Public Domain / mediadrumworld.com

By Ben Wheeler

A SHOCKING World War Two era anti-Japan propaganda film reveals the blatant racism directed against people from the Far East despite American-Japanese men serving in the US military.

The video, entitled My Japan, was released in 1945 and produced by the United States Office of War Information, seemingly to incite as much hatred as possible towards the Japanese people.

Public Domain / mediadrumworld.com

The footage begins with a cringeworthy American voiceover badly impersonating a Japanese narrator sat behind a desk, greeting the viewer by saying: “So you are the enemy,” before chuckling and continuing; “I am not supposed to laugh, you’ve heard the Japanese do not show their feelings,” in what is now an awkward display of racial stereotyping.

Later in the video, designed to stir the emotions of the American public, the supposed Japanese narrator takes several swipes at the United States and its citizens stating that: “we have no soft bellies crying for beef steaks and butter and candy.”

Other inflammatory statements suggest that the Japanese think Americans are stupid before calling them: “a nation of bargain hunters, not willing to pay the price of victory.”

Public Domain / mediadrumworld.com

The narrator also proudly boasts of the massacre and slaughter of American troops and Japan’s supposed lack of value on human lives, describing them as “cheap.”

The film was made to spur the sale of war bonds to help the White House fund the Second World War in the years following the Pearl Harbour attacks which was the catalyst for the United States entering the war.

During this period, all American citizens of Japanese descent living on the west coast were placed into internment camps, classified as enemies, and forbidden to serve their country.

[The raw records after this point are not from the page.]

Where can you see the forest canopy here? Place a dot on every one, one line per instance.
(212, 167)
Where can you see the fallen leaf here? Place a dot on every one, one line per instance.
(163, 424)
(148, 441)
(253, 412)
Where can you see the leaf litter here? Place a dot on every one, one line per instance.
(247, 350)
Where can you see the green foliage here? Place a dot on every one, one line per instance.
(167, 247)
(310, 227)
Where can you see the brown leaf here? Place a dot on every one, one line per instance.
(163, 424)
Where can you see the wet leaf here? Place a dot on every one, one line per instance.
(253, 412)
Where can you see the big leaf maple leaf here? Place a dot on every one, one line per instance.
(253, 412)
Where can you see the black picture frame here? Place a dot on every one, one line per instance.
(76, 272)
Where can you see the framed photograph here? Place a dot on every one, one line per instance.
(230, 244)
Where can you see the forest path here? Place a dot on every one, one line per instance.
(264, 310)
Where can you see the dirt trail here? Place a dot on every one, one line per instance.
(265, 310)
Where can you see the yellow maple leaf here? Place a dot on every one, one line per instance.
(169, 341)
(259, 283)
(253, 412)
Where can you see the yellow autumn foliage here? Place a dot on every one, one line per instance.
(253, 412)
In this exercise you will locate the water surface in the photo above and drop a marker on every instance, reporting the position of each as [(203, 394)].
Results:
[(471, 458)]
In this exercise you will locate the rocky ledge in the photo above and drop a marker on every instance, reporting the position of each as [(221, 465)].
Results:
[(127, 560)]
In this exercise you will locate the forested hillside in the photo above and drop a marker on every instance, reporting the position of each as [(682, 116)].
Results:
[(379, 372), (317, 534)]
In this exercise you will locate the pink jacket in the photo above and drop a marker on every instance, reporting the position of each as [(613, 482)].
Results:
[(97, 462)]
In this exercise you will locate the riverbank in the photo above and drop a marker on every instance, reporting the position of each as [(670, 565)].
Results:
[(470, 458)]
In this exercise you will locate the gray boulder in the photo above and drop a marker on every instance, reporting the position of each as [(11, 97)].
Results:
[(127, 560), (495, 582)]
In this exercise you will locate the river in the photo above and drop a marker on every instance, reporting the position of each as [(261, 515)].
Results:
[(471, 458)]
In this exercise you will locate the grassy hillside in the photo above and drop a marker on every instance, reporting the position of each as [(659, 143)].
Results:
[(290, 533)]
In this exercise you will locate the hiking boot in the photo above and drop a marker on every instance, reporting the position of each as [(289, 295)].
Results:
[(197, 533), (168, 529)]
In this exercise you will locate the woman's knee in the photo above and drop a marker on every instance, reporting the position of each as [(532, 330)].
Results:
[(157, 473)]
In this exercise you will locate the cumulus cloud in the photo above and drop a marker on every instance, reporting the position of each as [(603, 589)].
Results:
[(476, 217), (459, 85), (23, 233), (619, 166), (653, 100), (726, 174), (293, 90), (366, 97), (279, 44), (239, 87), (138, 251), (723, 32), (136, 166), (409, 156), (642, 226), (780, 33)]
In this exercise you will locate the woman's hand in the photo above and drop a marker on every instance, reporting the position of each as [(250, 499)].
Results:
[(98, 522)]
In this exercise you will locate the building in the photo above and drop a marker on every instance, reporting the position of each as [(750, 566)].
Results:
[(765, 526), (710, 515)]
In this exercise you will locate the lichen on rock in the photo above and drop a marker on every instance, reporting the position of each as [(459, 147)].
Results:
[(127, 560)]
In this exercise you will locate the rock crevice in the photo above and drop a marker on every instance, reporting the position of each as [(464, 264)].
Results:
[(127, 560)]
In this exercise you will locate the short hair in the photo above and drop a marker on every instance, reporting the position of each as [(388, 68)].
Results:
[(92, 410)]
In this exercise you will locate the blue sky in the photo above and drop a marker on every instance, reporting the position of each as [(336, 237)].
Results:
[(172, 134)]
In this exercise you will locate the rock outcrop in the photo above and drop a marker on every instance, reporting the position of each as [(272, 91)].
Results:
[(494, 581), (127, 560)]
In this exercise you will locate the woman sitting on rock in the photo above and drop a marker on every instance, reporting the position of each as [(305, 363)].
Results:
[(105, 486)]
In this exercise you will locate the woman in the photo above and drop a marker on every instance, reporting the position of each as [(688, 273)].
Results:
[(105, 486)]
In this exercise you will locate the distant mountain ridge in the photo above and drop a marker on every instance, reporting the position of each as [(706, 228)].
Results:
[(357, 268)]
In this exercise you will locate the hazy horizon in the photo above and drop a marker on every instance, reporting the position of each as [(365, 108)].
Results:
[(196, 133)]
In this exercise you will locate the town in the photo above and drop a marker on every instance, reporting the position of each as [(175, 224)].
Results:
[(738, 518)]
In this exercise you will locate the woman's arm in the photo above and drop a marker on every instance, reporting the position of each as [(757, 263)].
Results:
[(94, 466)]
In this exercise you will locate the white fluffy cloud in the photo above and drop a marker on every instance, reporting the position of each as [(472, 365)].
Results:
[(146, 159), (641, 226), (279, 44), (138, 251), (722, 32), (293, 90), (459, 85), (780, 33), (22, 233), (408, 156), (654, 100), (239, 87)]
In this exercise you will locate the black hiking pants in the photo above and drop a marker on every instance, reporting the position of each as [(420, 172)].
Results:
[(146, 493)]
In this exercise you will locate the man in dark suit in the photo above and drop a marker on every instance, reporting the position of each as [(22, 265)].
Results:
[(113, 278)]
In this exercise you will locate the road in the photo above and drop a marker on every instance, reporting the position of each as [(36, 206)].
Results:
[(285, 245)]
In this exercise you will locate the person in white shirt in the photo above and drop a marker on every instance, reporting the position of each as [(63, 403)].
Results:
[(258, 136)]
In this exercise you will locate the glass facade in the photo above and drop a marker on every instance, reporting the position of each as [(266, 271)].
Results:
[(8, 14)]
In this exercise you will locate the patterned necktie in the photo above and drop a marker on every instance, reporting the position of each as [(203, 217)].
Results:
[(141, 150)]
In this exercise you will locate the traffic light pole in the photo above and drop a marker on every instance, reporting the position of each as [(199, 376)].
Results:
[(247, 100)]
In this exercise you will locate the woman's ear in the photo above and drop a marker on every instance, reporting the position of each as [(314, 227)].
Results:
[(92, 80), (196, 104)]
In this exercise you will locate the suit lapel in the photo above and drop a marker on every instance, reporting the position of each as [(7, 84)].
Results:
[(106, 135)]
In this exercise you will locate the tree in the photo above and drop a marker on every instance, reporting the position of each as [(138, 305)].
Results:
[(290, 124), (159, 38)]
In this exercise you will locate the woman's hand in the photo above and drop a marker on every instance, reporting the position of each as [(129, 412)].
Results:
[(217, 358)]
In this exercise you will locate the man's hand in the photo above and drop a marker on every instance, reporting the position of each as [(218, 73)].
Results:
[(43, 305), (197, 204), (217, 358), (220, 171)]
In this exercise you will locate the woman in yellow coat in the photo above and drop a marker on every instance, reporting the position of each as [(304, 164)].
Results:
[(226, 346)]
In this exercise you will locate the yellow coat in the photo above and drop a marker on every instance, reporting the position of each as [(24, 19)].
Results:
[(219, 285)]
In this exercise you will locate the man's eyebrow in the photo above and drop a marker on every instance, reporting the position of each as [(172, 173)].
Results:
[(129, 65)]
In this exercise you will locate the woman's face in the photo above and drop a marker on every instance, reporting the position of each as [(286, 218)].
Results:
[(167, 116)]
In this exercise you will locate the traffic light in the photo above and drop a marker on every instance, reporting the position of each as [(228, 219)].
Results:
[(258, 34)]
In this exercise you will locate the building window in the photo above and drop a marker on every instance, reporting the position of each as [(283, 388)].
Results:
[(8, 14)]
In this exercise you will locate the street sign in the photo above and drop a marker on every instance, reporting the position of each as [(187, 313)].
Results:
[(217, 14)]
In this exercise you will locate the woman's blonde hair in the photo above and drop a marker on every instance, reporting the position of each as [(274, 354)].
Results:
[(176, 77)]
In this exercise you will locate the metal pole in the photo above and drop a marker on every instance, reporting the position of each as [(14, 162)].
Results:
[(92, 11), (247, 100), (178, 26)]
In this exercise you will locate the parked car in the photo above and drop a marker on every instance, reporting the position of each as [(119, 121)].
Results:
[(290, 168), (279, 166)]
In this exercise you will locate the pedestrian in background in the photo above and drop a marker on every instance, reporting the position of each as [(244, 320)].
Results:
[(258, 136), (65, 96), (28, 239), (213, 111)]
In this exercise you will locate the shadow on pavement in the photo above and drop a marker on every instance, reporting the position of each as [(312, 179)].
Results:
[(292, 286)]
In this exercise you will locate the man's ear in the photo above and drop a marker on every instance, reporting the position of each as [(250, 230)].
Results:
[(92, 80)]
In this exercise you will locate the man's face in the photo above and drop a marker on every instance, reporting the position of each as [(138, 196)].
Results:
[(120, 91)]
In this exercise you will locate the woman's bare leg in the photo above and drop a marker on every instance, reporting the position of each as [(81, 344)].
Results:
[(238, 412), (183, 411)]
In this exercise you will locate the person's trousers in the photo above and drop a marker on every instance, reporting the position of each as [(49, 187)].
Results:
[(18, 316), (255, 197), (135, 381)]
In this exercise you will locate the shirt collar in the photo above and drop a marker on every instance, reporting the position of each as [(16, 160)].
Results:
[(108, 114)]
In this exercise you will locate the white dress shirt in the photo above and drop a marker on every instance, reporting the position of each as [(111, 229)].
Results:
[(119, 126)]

Public Domain / mediadrumworld.com

However, this decision was reversed by Roosevelt who was under pressure from civil liberties organisations, Japanese Americans formed a segregated infantry outfit – the 442nd Infantry Regimental Combat Team.

Allied forces had planned to invade Japan towards the end of the World War Two in what was known as Operation Downfall, the same year in which My Japan was released, however the Japanese surrendered in the wake of the atomic bombing of Hiroshima and Nagasaki in August 1945, effectively ending the war.

The two bombings killed hundreds of thousands and for the time being, remain the only use of nuclear weapons for warfare in history.